Iowa City to Memphis: A drive through Middle America
I drove 535 miles today, from Iowa City, Iowa, to Memphis, Tenn. From the site of an NCAA women’s regional to the site of an NCAA men’s regional. Late airline tickets are expensive, and connections from Cedar Rapids to Memphis aren’t exactly like Dallas-to-Houston.
So I volunteered to drive and didn’t mind it. I saw a section of the country I’d never seen before. I’m actually making a big circle. Drove from Oklahoma City to Kansas City last Wednesday, from KC to Iowa City on Sunday morning, now to Memphis, and either Saturday or Monday, I’ll complete the trip with a trek across I-40 back to Oklahoma City.
I’ve driven the OKC-Memphis byway a bunch. Same with OKC and KC, and even KC to Des Moines, which is about 100 miles west of Iowa City. Des Moines to Iowa City was fresh meat, but not terribly different from the rest of Iowa. My pal from the Denver Post, Tom Kensler, pointed out that Iowa is the only state in the union that’s not much different, no matter where you are. That’s a generality, of course, but Iowa is more alike across the board than virtually any other state.
All of which means the Iowa City to Memphis was going to be the real open-road adventure.
I left Iowa City going south on state highway 27, which went through some picturesque farm land and didn’t really go past many landmarks. Except you go by Mount Pleasant, a decent-sized hamlet. I kept racking my brain. Where had I heard of Mount Pleasant? When I got there, I remembered.
Mount Pleasant is home to Iowa Wesleyan College, where a lifetime ago a football coach named Hal Mumme hired a law graduate named Mike Leach to help him coach.
Into Missouri, I drove through Hannibal, the river town of Mark Twain, and the town was charming. Clean, modern. I didn’t have time to pull over and enjoy all the Twain stuff. That’s for another day. But Hannibal is definitely a place that made me want to return.
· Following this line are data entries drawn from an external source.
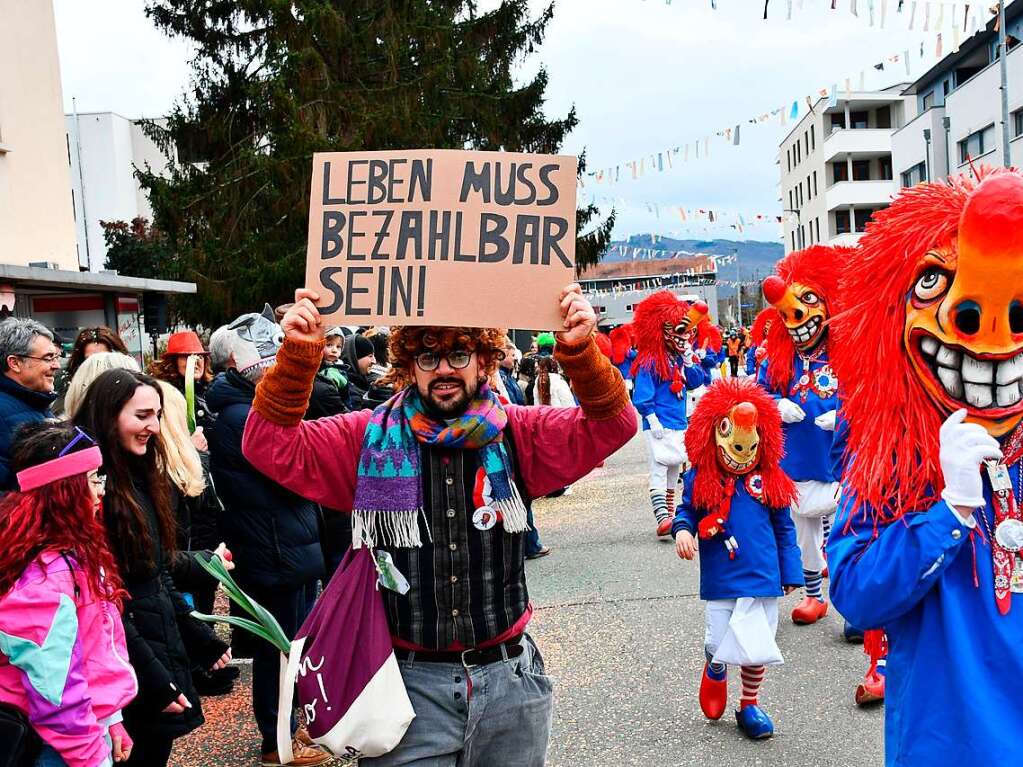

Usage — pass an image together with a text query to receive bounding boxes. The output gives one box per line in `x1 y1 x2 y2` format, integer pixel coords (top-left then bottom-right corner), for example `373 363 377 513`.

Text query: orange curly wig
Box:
632 290 690 380
685 378 796 511
830 169 1009 522
767 245 851 392
750 306 782 346
384 325 507 390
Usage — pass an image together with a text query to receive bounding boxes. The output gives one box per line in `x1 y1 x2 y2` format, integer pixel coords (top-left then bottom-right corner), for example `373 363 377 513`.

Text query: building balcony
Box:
824 128 892 163
825 181 896 211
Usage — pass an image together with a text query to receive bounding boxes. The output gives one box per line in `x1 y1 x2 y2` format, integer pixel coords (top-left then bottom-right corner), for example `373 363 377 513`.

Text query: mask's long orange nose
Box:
731 402 757 432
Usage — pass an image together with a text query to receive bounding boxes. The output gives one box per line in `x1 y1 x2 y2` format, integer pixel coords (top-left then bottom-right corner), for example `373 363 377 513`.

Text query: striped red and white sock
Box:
739 666 767 709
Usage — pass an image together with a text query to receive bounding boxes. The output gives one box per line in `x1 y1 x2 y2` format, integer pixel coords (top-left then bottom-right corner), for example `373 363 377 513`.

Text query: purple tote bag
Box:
277 547 415 763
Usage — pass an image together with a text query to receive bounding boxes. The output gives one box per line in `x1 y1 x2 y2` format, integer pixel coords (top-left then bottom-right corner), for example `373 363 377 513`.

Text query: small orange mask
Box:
763 275 828 352
903 174 1023 437
714 402 760 475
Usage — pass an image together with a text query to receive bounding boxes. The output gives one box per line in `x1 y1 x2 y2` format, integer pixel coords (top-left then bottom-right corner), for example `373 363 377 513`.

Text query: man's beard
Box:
419 378 479 419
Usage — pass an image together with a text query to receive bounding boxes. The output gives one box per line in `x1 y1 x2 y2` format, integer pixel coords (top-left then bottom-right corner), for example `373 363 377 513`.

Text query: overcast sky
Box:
54 0 969 240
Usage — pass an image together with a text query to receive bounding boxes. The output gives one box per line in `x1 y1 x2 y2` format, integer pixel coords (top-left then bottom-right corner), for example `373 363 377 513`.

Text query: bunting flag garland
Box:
580 0 994 185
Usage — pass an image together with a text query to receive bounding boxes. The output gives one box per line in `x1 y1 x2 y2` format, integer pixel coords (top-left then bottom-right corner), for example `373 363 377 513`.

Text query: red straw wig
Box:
632 290 690 380
685 378 796 511
767 245 855 392
696 317 722 354
830 169 994 522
The best way to get to Memphis takes you through the St. Louis suburbs, though not the city itself. St. Louis’ western suburbs — Chesterfield, particularly — glisten. You realize the difference between Oklahoma City and St. Louis by its suburbs. The St. Louis suburbs seem to stretch for 50 miles, from Wentzville on the northwest to Arnold on the south.
The drive south of St. Louis reminded me of the Ohio hills south of Canton. Lots of rocky bluffs as the highway sits just off the Mississippi, though river sightings were few. I went through a couple of towns I’d always heard about — Cape Girardeau and Sikeston — and they seemed nice.